According to the North American Securities Administrators Association (NASAA),
state securities regulators on Tuesday reported significant increases in the number
of enforcement actions, money ordered returned to investors, and years of incarceration
for securities law violations during the most recent reporting period.
“These statistics reflect the ongoing vigilance of state securities regulators
to protect Main Street investors from fraud,” announced Joseph P. Borg,
Director of the Alabama Securities Commission and President of the North American
Securities Administrators Association (NASAA), the oldest international organization
devoted to investor protection.
NASAA reported a 23% increase in enforcement actions (including administrative,
civil and criminal) to 3,635 during the 2004-2005 reporting period, up from
2,964 during the 2002-2003 reporting period.
One-quarter (26%) of all enforcement actions involved the financial exploitation
of seniors, Borg said, noting that 34% of all successfully concluded enforcement
actions involved either variable or equity-index annuities.
“Investment fraud targeting seniors is an ongoing concern and that’s
why we are pleased that federal regulators and others have joined us in our
efforts to fight senior investment fraud through targeted and aggressive enforcement,”
he explained.
Money ordered returned to investors (including restitution, rescission, and
disgorgement) increased 38% to $911 million from $660 million during the previous
period. Years of incarceration as a result of securities law convictions rose
30 percent to a cumulative 935 years, compared to 718 years in the previous
reporting period.
NASAA also reported monetary fines and penalties ordered during the 2004/2005
reporting period totaled $61 million. During the 2002/2003 reporting period,
penalties and fines totaled $822 million, which included amounts ordered stemming
from settlements related to several large Wall Street investigations.

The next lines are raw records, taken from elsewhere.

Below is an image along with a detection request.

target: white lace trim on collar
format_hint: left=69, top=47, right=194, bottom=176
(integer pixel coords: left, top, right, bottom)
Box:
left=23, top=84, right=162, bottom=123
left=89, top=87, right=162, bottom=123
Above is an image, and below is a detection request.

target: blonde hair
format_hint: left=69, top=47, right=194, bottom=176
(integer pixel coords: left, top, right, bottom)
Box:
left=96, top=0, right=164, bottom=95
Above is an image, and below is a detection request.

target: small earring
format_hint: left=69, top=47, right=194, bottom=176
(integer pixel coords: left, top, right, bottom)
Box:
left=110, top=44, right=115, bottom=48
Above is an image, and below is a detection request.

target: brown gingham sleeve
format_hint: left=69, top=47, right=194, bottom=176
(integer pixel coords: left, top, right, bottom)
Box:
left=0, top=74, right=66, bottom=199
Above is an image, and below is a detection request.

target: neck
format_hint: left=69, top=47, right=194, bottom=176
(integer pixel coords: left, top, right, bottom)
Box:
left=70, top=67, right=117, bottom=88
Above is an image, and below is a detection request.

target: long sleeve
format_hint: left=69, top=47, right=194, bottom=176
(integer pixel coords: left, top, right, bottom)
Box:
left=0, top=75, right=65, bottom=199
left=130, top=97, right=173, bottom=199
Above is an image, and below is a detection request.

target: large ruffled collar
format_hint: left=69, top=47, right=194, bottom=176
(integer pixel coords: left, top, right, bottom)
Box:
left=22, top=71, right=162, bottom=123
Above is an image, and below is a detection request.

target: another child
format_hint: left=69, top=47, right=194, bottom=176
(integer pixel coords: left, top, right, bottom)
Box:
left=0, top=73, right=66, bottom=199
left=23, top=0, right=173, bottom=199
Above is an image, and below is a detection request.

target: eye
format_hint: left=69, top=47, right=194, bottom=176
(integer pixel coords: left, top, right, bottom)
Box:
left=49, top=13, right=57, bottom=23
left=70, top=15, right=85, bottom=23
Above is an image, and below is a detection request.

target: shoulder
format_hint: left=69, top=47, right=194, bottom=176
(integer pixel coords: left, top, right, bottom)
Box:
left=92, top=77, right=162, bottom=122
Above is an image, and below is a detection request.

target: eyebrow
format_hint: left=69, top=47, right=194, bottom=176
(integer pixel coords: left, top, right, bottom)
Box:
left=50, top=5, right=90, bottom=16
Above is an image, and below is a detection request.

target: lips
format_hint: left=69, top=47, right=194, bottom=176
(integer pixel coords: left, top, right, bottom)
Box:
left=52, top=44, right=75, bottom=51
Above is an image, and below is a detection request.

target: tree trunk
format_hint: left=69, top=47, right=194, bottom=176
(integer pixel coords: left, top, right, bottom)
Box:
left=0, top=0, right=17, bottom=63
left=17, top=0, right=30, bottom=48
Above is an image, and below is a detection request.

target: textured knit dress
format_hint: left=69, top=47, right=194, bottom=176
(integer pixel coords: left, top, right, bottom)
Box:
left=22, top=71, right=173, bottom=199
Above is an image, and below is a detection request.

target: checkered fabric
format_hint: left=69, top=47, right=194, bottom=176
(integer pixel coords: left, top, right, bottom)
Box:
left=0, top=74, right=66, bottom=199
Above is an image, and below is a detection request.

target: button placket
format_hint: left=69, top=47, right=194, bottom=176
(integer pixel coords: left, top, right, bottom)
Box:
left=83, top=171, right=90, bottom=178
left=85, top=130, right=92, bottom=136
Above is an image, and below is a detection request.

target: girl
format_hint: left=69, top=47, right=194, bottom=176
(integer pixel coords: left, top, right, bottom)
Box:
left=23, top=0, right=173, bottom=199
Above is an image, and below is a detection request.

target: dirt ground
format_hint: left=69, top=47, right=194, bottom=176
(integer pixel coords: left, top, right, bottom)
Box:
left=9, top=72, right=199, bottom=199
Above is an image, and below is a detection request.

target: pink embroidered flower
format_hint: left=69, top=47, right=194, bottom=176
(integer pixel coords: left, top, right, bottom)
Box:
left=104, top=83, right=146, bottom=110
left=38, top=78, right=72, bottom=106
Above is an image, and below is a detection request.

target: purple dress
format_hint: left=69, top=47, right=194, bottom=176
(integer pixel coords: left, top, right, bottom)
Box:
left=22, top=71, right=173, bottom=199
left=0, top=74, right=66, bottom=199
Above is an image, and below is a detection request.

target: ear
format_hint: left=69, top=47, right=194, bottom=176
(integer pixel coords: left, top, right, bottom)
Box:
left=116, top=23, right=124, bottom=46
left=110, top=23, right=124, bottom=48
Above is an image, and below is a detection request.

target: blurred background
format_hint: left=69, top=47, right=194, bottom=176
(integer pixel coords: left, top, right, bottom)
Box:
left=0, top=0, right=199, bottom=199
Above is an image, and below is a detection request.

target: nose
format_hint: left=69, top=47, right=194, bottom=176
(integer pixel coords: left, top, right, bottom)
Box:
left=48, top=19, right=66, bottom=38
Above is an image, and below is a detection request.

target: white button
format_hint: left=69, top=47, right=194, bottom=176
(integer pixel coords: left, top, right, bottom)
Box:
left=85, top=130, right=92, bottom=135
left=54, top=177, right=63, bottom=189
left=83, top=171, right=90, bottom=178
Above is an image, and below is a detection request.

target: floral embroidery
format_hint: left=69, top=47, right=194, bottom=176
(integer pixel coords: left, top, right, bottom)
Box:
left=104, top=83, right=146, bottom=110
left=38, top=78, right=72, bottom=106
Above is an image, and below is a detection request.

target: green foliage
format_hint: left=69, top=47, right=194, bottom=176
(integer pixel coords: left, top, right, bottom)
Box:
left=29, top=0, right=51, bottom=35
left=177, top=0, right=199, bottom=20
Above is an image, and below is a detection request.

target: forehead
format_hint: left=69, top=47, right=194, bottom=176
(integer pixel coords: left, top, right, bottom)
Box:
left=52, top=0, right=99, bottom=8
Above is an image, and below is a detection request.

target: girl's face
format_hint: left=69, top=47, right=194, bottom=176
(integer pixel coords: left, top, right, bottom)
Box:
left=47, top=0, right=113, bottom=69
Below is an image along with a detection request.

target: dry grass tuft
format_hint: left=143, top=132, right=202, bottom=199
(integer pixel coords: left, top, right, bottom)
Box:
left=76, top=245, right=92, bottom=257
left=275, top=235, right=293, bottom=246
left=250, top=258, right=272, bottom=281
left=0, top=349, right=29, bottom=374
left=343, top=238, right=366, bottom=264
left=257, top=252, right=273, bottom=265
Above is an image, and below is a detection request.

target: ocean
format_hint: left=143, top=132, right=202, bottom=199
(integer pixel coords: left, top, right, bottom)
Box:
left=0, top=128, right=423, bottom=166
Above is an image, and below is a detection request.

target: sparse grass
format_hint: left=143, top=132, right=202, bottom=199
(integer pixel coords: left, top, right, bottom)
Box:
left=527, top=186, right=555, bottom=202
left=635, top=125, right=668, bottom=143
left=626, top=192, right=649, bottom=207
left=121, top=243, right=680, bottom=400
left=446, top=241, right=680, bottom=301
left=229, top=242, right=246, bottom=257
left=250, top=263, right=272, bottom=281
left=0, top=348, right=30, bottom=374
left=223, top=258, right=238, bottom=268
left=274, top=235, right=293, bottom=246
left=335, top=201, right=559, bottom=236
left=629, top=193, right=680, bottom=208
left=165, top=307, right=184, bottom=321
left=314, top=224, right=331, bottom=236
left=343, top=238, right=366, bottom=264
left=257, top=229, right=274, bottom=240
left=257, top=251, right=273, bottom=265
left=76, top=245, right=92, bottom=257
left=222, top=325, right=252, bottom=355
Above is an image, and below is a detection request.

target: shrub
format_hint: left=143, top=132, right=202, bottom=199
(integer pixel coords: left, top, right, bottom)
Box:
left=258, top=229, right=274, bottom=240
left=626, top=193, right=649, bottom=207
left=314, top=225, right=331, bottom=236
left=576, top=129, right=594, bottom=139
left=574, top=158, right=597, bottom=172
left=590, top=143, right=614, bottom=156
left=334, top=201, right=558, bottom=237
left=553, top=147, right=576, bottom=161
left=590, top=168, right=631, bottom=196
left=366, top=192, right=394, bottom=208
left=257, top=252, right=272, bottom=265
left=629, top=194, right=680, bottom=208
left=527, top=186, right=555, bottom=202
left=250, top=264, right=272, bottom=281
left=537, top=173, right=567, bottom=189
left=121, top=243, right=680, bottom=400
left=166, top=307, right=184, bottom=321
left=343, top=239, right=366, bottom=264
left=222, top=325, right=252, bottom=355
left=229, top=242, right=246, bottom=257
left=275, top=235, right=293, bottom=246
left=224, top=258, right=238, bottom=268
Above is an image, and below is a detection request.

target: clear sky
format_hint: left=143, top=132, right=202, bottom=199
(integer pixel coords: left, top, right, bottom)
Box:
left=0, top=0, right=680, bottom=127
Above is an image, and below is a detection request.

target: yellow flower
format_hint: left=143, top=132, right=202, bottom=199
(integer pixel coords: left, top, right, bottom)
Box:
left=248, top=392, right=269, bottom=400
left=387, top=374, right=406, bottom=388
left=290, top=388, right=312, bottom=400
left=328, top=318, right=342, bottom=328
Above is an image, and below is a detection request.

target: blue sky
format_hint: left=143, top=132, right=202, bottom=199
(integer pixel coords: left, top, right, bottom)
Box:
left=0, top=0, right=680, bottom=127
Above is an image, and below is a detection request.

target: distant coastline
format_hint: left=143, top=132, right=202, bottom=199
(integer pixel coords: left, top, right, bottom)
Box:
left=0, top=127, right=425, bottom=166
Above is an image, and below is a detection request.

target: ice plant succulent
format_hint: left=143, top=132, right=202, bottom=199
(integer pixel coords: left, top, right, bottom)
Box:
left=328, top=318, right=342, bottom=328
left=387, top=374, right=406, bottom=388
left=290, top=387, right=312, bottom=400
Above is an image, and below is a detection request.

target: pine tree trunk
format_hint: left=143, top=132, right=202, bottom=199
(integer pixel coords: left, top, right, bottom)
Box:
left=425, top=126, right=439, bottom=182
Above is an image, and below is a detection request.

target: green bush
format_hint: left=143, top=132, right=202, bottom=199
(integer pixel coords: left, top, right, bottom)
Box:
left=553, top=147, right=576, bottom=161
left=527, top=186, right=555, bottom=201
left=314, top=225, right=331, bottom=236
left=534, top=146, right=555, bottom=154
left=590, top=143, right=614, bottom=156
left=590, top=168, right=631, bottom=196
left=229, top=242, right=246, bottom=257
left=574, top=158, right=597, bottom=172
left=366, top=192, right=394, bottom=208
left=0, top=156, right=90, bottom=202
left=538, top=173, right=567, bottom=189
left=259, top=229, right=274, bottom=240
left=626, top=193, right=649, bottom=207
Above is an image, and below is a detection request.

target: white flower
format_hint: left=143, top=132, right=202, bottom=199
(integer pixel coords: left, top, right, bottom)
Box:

“While our emphasis has always been on enforcing the securities laws
and getting money back to investors, the industry-created scandals of recent
years led to larger than usual totals for fines and penalties during the previous
reporting period,” Borg concluded.
“We hope that the lower amount of penalties and fines in the current
reporting period reflects that Wall Street now understands that business must
be done for the benefit of investors, not to their detriment and that the lessons
of the past will not be forgotten in the new economic climate.”